Cystic Lesions of the Pancreas

Background/Aims: Due to enhanced imaging modalities, pancreatic cysts are being increasingly detected, often as an incidental finding. They comprise a wide range of differing underlying pathologies from completely benign through premalignant to frankly malignant. The exact diagnostic and management pathway of these cysts remains problematic and this review attempts to provide an overview of the pathology underlying pancreatic cystic lesions and suggests appropriate methods of management. Methods: A search was undertaken with a Pubmed database to identify all English articles using the keywords ‘pancreatic cysts’, ‘serous cystadenoma’, ‘intraductal papillary mucinous tumour’, ‘pseudocysts’, ‘mucinous cystic neoplasm’ and ‘solid pseudopapillary tumour’. Results: The mainstay of assessment of pancreatic cysts is cross-sectional imaging incorporating CT and MRI. Fine-needle aspiration (FNA) (often with endoscopic ultrasound) may provide valuable additional information but can lack sensitivity. Symptomatic cysts, increasing age and multilocular cysts (with a solid component and thick walls) are predictors of malignancy.
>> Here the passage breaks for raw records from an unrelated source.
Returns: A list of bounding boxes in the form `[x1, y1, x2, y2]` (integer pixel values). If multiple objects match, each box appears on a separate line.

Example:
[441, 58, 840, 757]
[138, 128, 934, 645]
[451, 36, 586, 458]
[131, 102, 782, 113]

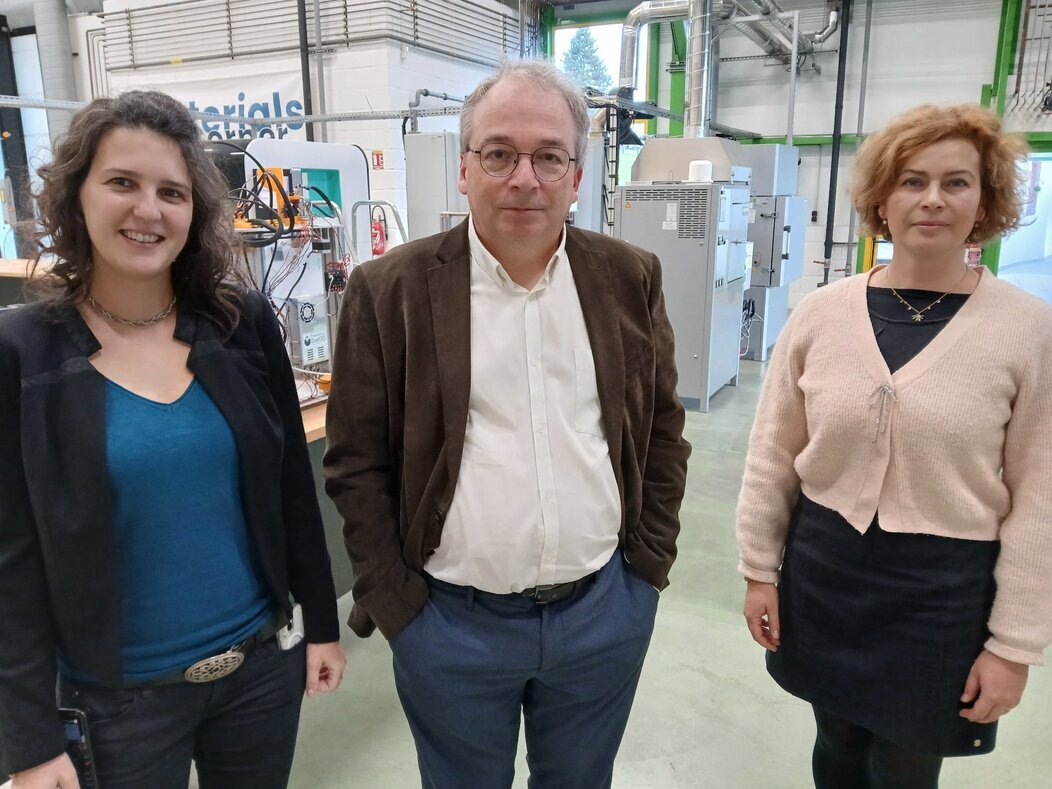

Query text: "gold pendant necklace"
[887, 266, 971, 323]
[84, 294, 176, 328]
A raised cyst aspirate CEA, CA 19-9 and mucin content (including abnormal cytology), if present, can accurately distinguish premalignant and malignant cysts from benign ones. Conclusion: In summary, all patients with pancreatic cystic lesions, whether asymptomatic or symptomatic, must be thoroughly investigated to ascertain the underlying nature of the cyst. Small asymptomatic cysts (<3 cm) with no suspicious features on imaging or FNA may be safely followed up. Follow-up should continue for at least 4 years, with a repeat FNA if needed. An algorithm for the management of pancreatic cystic tumours is also suggested.